How Bald Eagles Could Become Key in Political Battle Over Wind Turbines

Scientists with the Missouri Department of Conservation are embarking on a new study to understand how wind turbines affect bald eagles. The multi-year research project comes amid political debate about the risks this kind of infrastructure poses to the iconic birds of prey.

Bald eagles are the national bird of the United States. They can be found across vast swathes of North America, from Alaska and Canada down to Florida and northern Mexico.

Known scientifically as Haliaeetus leucocephalus, the bald eagle measures around 3 feet in length with a 7-foot wingspan, and weighs between 8 and 15 pounds.

A portrait of a bald eagle
Stock image of a bald eagle, the national bird of the United States. Researchers from the Missouri Department of Conservation are embarking on a new study to understand how wind turbines affect these birds and the potential risks they pose. iStock

The bald eagle was on the verge of being wiped out in the contiguous United States by the late 20th century. But following successful conservation efforts, the bird was removed from the federal List of Endangered, Vulnerable and Threatened Wildlife for the lower 48 states in 2007.

Conservationists are hoping that the Missouri study will yield insights that could help to protect these birds.
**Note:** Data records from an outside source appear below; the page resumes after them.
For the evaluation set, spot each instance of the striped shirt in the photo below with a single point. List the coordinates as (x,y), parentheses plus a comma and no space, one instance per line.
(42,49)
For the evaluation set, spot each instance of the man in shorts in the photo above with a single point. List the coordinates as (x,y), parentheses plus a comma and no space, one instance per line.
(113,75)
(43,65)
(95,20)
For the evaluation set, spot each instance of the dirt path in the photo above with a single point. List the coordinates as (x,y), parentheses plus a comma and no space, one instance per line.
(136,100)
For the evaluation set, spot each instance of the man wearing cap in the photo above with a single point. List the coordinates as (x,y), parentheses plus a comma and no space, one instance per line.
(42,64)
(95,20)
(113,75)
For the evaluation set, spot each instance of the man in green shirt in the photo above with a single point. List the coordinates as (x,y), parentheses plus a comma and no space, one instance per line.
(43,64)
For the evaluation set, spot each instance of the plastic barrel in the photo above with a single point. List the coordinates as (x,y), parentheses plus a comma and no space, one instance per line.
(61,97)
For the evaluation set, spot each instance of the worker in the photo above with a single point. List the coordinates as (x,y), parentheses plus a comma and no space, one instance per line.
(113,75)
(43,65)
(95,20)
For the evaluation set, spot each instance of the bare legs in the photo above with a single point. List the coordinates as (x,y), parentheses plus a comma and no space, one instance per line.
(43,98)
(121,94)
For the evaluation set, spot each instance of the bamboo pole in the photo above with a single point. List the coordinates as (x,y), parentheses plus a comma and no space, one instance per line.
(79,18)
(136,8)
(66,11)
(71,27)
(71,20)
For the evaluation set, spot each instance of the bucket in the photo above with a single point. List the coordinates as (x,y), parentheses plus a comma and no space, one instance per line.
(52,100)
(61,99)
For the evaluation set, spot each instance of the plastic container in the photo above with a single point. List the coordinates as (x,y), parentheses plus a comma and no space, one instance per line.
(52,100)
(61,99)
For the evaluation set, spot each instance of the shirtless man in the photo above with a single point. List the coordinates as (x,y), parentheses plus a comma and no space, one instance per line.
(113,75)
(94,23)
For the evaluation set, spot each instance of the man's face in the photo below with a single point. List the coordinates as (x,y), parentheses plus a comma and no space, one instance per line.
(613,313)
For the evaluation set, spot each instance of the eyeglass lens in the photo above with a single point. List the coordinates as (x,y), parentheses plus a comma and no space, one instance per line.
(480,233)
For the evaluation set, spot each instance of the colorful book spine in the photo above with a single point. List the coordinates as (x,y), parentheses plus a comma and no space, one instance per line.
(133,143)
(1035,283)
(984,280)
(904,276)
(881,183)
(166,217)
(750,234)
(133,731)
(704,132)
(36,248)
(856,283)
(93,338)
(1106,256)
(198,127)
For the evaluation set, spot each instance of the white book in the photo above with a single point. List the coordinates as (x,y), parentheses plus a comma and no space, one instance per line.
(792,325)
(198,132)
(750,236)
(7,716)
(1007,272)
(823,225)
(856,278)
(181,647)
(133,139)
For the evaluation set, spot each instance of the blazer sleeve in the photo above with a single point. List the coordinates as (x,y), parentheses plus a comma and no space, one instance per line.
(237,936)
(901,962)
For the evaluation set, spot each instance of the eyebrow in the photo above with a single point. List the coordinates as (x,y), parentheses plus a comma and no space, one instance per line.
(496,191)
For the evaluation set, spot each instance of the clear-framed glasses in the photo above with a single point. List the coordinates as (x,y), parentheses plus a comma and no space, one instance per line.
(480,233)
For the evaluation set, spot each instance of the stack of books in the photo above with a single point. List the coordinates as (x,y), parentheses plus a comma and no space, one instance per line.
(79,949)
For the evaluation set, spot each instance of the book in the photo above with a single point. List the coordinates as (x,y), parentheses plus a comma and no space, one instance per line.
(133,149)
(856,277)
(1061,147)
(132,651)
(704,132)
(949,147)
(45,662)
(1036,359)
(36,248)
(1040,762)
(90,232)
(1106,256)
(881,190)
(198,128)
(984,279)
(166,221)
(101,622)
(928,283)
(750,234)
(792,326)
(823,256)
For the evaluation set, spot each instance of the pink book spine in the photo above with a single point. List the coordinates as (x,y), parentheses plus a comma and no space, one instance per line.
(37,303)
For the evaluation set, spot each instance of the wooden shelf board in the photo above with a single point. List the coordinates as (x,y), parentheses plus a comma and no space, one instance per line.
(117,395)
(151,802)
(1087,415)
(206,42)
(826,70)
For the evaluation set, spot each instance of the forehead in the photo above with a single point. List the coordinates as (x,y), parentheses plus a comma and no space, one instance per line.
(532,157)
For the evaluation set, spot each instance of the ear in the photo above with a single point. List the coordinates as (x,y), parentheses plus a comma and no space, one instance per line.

Wind-energy advocates, meanwhile, hope that the results of the research could help to advance their renewable-energy goals.

"We want to know how these eagles move across the landscape during stages of their lives and is there a negative interaction with these wind facilities?" Janet Haslerig, an avian ecologist with the Missouri Department of Conservation, told KCUR.

"We hope this will inform the wind facilities, as well as our agency, on where we should put these wind facilities. What's a good location? What's a bad location?" Haslerig said.

The study will involve researchers tagging four adult bald eagles, as well as four juveniles, with GPS devices designed to track their movements and behavior.

James Owen, the executive director of Renew Missouri—a group that advocates for renewable energy in the state—said opponents of wind turbines often highlight the potential risks to birds.

"Sometimes, the case for how much damage wind turbines can do for migration, for causing injury to birds, can sometimes be overstated by opponents of renewable energy," Owen told KCUR. "So I think being able to really get some precise numbers on that will be helpful."

In January, former President Donald Trump made comments at a rally in South Carolina, suggesting that thousands of bald eagles are killed by wind turbines.

"We demand windmills be built on our oceans, our prairies, our mountains, and our plains, only to realize that they're killing all our eagles and our birds," Trump said at the rally, shown in a YouTube video published on January 28, 2023.

"If you kill a bald eagle, they put you in jail for five years, but the windmills knock out thousands of them. Nothing happens."

It is true that there is data linking wind-turbine collisions to a number of bald-eagle deaths. However, a Newsweek fact check found that there is insufficient evidence at present to support Trump's claims of thousands of fatalities.

This is not to say that wind turbines do not pose a risk to these birds. In 2022, ESI Energy was fined $8 million for violations of the Migratory Bird Treaty Act. The energy firm acknowledged that at least 150 bald and golden eagles had been killed at 40 of its wind-energy facilities.

A statement from the United States Attorney's Office for the Eastern District of California said 136 of these deaths were "affirmatively determined to be attributable to the eagle being struck by a wind turbine blade."

In addition, figures from the U.S. Fish and Wildlife Service show that collisions with wind turbines result in the death of an estimated 140,000 to 328,000 birds of all species every year in the country.

Other significant causes of death include collisions with buildings. These may lead to up to around 1 million birds dying per year, the FWS data shows.

Newsweek has contacted Trump and the Missouri Department of Conservation for comment.